Do the British sleep with zedzedzedzedzedzeds above their heads?

This is getting quite fascinating.

For me zero is short. Not short e, that would be wierd. Rather z-i-rho. Long e just seems wrong. z-ee-rho? Nope, nobody of British heritage would say that.

Zenith. Short e. Surely no-one says Z-ee-n-i-th ?

How about Zen? Or indeed Zed? A z-ee-n koan? Ugh!!

Canadian here, I don’t know how far you consider British Heritage to stretch… But I do use some long e’s.

Zeer-oh (but not zee-roh). Identical pronunciation to hero.

Zee-nith

But zed and zen of course have the same vowel sound.

Ah, yes, that is what I’m trying to say. Same as hero.

It seems to be partly a matter of where the “r” associates.

5th joke down. When I first read this years ago, had to re-read it a number of times before I finally twigged what the joke was.

We told that joke at my (British) primary school. Some Brits do pronounce that word “zeebra”.

:confused: Well I do and most people I know would say it the same way. As I suggested above, the idea that the pronunciation of a word is related to the pronunciation of the letters therein is bogus. You don’t pronounce ‘kick’ as 'kay-i-kay". Some ‘ze…’ words are pronounced with a vowel sound like that of ‘breed’, some with the sound that is in ‘bread’ and other with some variant thereof. (Of course none of us pronounce these other words uniformly…).

My kids, who are of the age to learn the alphabet and still have an affinity for the song (7 and almost 5) I’ve heard sing both ways. For example, I caught my daughter singing it over and over, and using both pronounciations willy nilly when singing (sometimes she’d end with “zed”, sometimes “zee”.) How Canadian of her!

My son (the almost 5 year old) on the other hand, is attending French immersion kindergarten, so lately he’s been singing the song in French (and quite well I might add, he’s definitely at the age to learn things easily) - and in French it’s always “zed” (which makes the song quasi-rhyme at about the same level as British/Canadian pronounciation of “z” does, ie the rhyming lines in the French versions are “zhi” (g), “pay” (p), “vay” (v), “zed” (z))

Hmm, your humour may vary I guess.

Canada is a charming blend of American and British words and spellings and pronounciations that changes all the time - you’ll notice I already spelled “humour” correctly. :wink: Canadians, though, always pronounce the animal like the Yanks (zee-bra), never heard any Canadian call it a zehbra. Regardless, knowing full well going into the joke that I’d have to pronounce zebra like a Brit (zeh-bra), I still don’t get the joke.

But then a quick scan of the jokes tells me that Jerry Seinfeld has nothing to fear from this guy …

That joke really doesn’t flow for me (nor most Merkins) because no one here would pronounce the end of the word “zebra” as “bra”; it comes out more as “bruh” * and the accent is on the first syllable. The joke is only funny (IMO) if the person zebra as zee-BRA.

We’d say ZEE-bruh.

*Note the “uh” uses the same vowel sound used in us".

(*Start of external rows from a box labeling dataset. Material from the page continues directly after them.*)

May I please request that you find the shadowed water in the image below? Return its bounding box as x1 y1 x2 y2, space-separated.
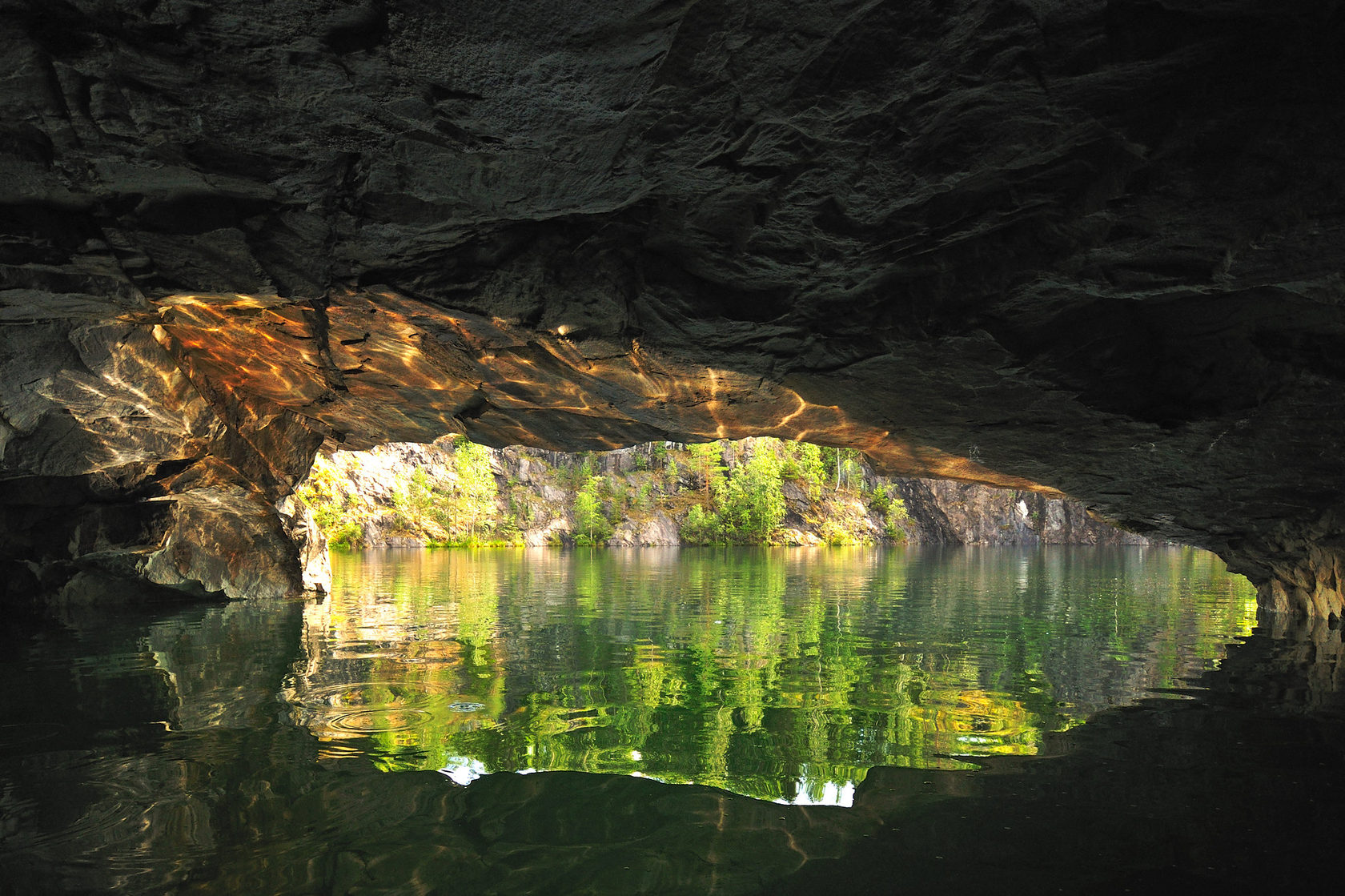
0 549 1341 894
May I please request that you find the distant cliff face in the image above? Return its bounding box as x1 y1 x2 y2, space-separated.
0 0 1345 617
300 439 1149 548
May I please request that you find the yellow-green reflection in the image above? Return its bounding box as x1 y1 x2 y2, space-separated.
287 548 1255 805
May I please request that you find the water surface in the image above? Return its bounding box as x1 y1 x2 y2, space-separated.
10 548 1343 894
285 549 1254 805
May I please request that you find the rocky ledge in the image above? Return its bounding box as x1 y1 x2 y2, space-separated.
0 0 1345 619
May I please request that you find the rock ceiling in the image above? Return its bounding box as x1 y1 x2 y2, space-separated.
0 0 1345 615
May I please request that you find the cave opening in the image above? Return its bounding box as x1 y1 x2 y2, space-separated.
0 0 1345 894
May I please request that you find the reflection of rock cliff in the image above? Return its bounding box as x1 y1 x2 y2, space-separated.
300 439 1149 548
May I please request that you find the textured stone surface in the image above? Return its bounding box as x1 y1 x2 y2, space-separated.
0 0 1345 613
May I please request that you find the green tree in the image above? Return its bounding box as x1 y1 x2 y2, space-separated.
686 441 726 507
682 504 721 544
393 467 435 532
717 441 785 544
449 437 499 542
574 476 612 544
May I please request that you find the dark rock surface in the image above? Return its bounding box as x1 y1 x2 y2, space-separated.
0 0 1345 615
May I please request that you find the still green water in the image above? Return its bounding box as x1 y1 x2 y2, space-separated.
285 549 1255 805
0 548 1269 894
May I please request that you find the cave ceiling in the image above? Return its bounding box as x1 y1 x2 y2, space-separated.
0 0 1345 608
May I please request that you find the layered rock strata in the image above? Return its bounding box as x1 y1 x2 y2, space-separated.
0 0 1345 617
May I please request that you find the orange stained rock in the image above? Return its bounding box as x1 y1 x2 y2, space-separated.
154 291 1058 495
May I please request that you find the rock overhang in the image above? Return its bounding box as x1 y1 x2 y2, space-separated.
0 0 1345 612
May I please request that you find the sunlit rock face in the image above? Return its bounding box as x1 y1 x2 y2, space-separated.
0 0 1345 615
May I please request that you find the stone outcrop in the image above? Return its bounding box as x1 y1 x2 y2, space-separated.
297 439 1150 551
0 0 1345 617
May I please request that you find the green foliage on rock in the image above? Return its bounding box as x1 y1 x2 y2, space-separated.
300 436 906 548
716 443 785 544
574 476 612 546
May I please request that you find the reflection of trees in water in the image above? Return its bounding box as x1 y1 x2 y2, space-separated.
288 549 1251 802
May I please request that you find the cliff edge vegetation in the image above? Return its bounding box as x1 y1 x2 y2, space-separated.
297 436 1146 548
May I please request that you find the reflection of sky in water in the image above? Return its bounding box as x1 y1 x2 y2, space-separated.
285 549 1254 806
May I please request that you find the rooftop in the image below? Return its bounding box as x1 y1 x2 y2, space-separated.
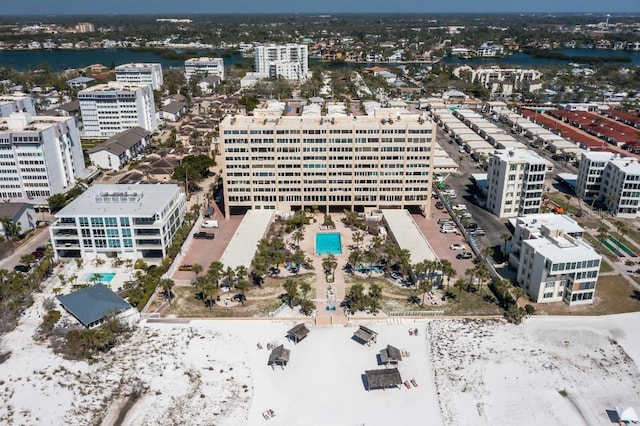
58 284 131 327
56 184 180 218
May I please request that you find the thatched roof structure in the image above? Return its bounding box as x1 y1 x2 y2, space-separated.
364 368 402 390
287 324 309 344
353 325 378 346
269 345 291 365
380 345 402 364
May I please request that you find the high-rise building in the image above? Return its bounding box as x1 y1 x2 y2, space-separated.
576 152 640 217
78 81 158 138
0 112 86 203
49 184 186 261
184 57 224 81
220 106 435 217
254 43 309 81
487 148 547 217
0 93 36 117
116 63 163 90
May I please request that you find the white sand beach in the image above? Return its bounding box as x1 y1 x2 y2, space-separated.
0 314 640 425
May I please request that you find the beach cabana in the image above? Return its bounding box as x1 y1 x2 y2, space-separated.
353 325 378 346
364 368 402 391
269 345 291 369
616 407 640 424
380 345 402 365
287 324 309 345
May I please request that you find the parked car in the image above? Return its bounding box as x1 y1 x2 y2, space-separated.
193 231 216 240
13 265 31 274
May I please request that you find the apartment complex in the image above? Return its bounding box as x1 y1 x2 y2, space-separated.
576 152 640 217
116 63 164 90
220 106 435 217
0 112 85 203
254 43 309 81
510 214 602 306
487 149 547 217
0 93 36 117
184 57 224 81
78 81 158 138
49 185 186 260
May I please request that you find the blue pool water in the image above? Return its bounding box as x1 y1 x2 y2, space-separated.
84 272 116 283
316 232 342 255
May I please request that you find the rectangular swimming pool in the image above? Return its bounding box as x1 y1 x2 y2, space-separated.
316 232 342 255
84 272 116 283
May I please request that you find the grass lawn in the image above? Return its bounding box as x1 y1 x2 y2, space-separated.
533 275 640 315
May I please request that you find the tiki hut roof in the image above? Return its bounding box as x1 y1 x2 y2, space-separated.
353 325 378 343
287 324 309 342
380 345 402 364
364 368 402 389
269 345 291 364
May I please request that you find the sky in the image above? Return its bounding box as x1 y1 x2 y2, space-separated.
0 0 640 15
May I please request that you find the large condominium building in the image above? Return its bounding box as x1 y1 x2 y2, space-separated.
487 149 547 217
78 81 158 138
0 112 86 203
576 152 640 217
220 105 435 217
0 93 36 117
184 57 224 81
116 64 163 90
510 215 602 306
254 43 309 81
49 185 186 260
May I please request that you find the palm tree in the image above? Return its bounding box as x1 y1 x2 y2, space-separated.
191 263 202 281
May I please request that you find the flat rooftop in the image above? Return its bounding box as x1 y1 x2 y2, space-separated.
382 209 439 265
55 184 180 218
220 210 275 269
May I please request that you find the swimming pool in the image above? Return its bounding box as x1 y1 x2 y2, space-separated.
316 232 342 255
84 272 116 283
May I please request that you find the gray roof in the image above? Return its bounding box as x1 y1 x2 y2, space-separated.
89 127 149 155
56 184 180 218
160 101 187 114
0 203 33 221
58 284 131 327
364 368 402 389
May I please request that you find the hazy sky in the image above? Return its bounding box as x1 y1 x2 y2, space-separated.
0 0 640 15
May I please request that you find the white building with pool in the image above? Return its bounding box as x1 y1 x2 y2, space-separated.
49 185 186 261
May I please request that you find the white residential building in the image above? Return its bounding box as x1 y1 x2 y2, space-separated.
220 106 435 217
576 152 640 217
89 127 151 171
49 184 186 261
78 81 158 138
487 149 547 217
471 66 542 93
253 43 309 81
0 93 36 117
0 113 86 203
184 57 224 81
116 63 163 90
516 215 602 306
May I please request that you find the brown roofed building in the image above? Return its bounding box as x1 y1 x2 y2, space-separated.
364 368 402 391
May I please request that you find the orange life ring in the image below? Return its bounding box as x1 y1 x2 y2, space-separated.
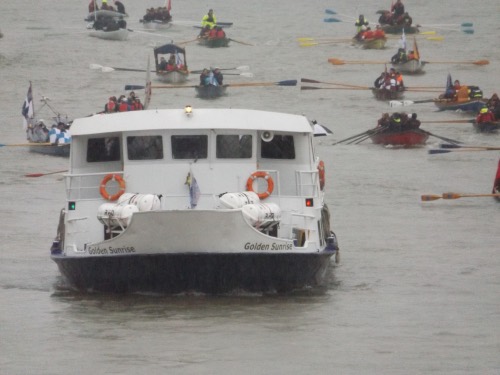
247 171 274 199
99 173 125 201
318 160 325 190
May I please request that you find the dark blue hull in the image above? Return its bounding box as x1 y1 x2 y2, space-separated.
52 251 335 294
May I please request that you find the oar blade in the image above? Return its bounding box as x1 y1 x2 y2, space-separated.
323 17 342 22
125 85 145 91
420 194 442 202
275 79 297 86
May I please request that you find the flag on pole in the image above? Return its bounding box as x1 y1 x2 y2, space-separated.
185 172 201 209
21 82 34 130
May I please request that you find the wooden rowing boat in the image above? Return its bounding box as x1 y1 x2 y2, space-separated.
198 36 230 48
371 87 404 100
434 98 486 113
392 59 426 74
195 85 226 99
370 128 429 147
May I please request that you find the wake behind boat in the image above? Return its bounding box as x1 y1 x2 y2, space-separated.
51 107 338 293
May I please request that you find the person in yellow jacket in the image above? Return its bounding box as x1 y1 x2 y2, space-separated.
201 9 217 29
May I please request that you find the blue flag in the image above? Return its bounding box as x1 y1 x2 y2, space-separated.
21 82 34 129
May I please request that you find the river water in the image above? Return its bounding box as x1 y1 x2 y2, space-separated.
0 0 500 374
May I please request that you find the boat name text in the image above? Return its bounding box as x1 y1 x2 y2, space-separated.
88 246 135 255
245 242 292 251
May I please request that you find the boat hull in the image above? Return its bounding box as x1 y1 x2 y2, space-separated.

‘g’ would be pronounced sort of like “zhay” in French, with a short ‘ay’. “zhi” would be ‘j’.

:smack: Damn. Always get them mixed up. Of course, son doesn’t. :o

(Complicated, at least in my mind, by the fact that the French “g” sound more like an English “j” than an English “g”, and vice versa.)

While that joke is hardly the zenith, or even zeenith, of comic sophistication, the version in that link is particularly poorly presented. In the standard British school playground version, the speaker adopts a cod French accent, which makes the “zee-bra” bit work better. The story being something to do with a French person who travels by plane (hence “take-off”) to somewhere that zebras are found, and then a baby is involved in some way that I don’t recall.

I thought it was zhay with a long a.

I’m not sure what you mean. In French, the name of the letter ‘g’ is pronounced [ʒe], which you can transcribe in English as “zhay” but the ‘ay’ sound is relatively short.

It’s true for the letter’s name. The sound they make is relatively similar ([g] or [dʒ] in English, [g] or [ʒ] in French).

You realise that comparing pronunciation to other words is useless in these conversations right? I pronounce zero to rhyme with hero, but so does an American, the problem is that the American pronounces both zero and hero differently to me.

Damn that cultural hegemony :mad: I must fall on my teapot!

British girlband All Saints covered both bases in “Never Ever”: early in the song you get

Later it returns as

Always keep your options open, I guess.

Any Gong fans here? I never realised there were different permutations possible for the pronunciation of Zero the Hero. I pronounce both words the same.

I was just reading up on napping, and according to this diagram, at least some UKers fall asleep by “counting… floating zeds”.
Good question… I wonder why “z” became the alphabet’s graphical sleep representative. Do other languages use different letters, the same, or is the idea of a single letter string only a shorthand for sleep in English?

Right, I thought g = zhay, rhymes with pay and j = zhee, rhymes with pee.